For almost every parent, it feels like an eternity since we began social distancing. In reality, it’s been about six to eight weeks. And if you’re a parent with school-age children, that’s just long enough to begin wondering: when can my kids go back to school?

Here in New York, schools shut down in mid March, when restaurants and bars were also shuttered. At the time of this writing, in-person classes are theoretically set to resume on May 15, pending better data and a public health plan, Governor Andrew Cuomo has said. On April 29, the state Education Dept. and Board of Regents released a statement announcing a task force would be convened to guide reopening schools.

So, when are schools reopening? It’s unclear – an answer that can leave a lot of parents in limbo. We sat down with Dr. Kimberly Clare, a pediatrician at Premier Medical Group (PMG), to get some insights. Here’s what we found.

Schools & Viruses 

Dr. Clare knows more than a thing or two about school health. Before joining PMG, she was a physician at a local school district, where her role was similar to a medical director. She worked with the district to set policies for nurses and keep track of sports physicals and immunizations, among other tasks.  

While Covid-19 is novel, it isn’t the first virus to widely disrupt education, Dr. Clare notes. Back in 2009, the H1N1 virus, also known as “swine flu,” infected an estimated 60-million Americans. She recalls school nurses checking students’ vitals and sending home those with an elevated temperature. This was a shock for some families. “People really struggled with that because, at that moment, people weren’t feeling sick,” she said.

Of course, H1N1 and Covid-19 differ in a number of ways, as Dr. Clare explains. Based on available data, swine flu was not nearly as deadly or disruptive to businesses and institutions, such as schools, as today’s coronavirus.     

Parenting in the Time of Coronavirus  

Today, Covid-19 is a major concern for many parents. “They tell me,” Dr. Clare said, “I don’t want to send my child back to school, where they can get a life-threatening illness.” Often, families ask about the risk of their child becoming very sick. Responding to this, she tends to reassure parents that medical professionals are working to reduce the risk posed to children and the wider community. Early data suggests that most children are at a lower risk of developing severe symptoms than adults.
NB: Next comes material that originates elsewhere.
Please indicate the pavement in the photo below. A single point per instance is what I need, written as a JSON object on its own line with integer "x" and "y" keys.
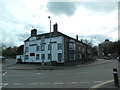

Dr. Clare notes kids may also feel worried. Here are a few ways parents can help relieve their child’s anxiety:

  • Explain the pandemic in terms and concepts that are age appropriate 
  • Be honest about your feelings when speaking with your child 
  • Reassure them that we are all in this together 

So, When Can My Kid Go Back to School?     

“Well, it’s the great debate,” Dr. Clare said with a laugh, “will schools reopen before September or not?” Currently, she anticipates students could return to school at the start of the next academic year. By then, she expects districts will have the resources to create conditions that limit coronavirus from spreading, including:

  • Data to suggest what share of people were ill or exposed
  • A better understanding of risk factors
  • Cleaning protocols
  • And ways to implement social distancing policies at the school level  

Where Do We Go From Here? 

Even if you are not on the front lines – such as doctors, nurses, EMTs, delivery drivers and grocery store workers, among others –  each of us has a role to play during the Covid-19 pandemic. We have heard of parents adapting to new challenges of becoming educators. Students play a vital part by following social distancing guidelines – even when they’d prefer to visit friends. And a case could be made that most children want to return to school, a setting aimed at nurturing their independence and social wellbeing.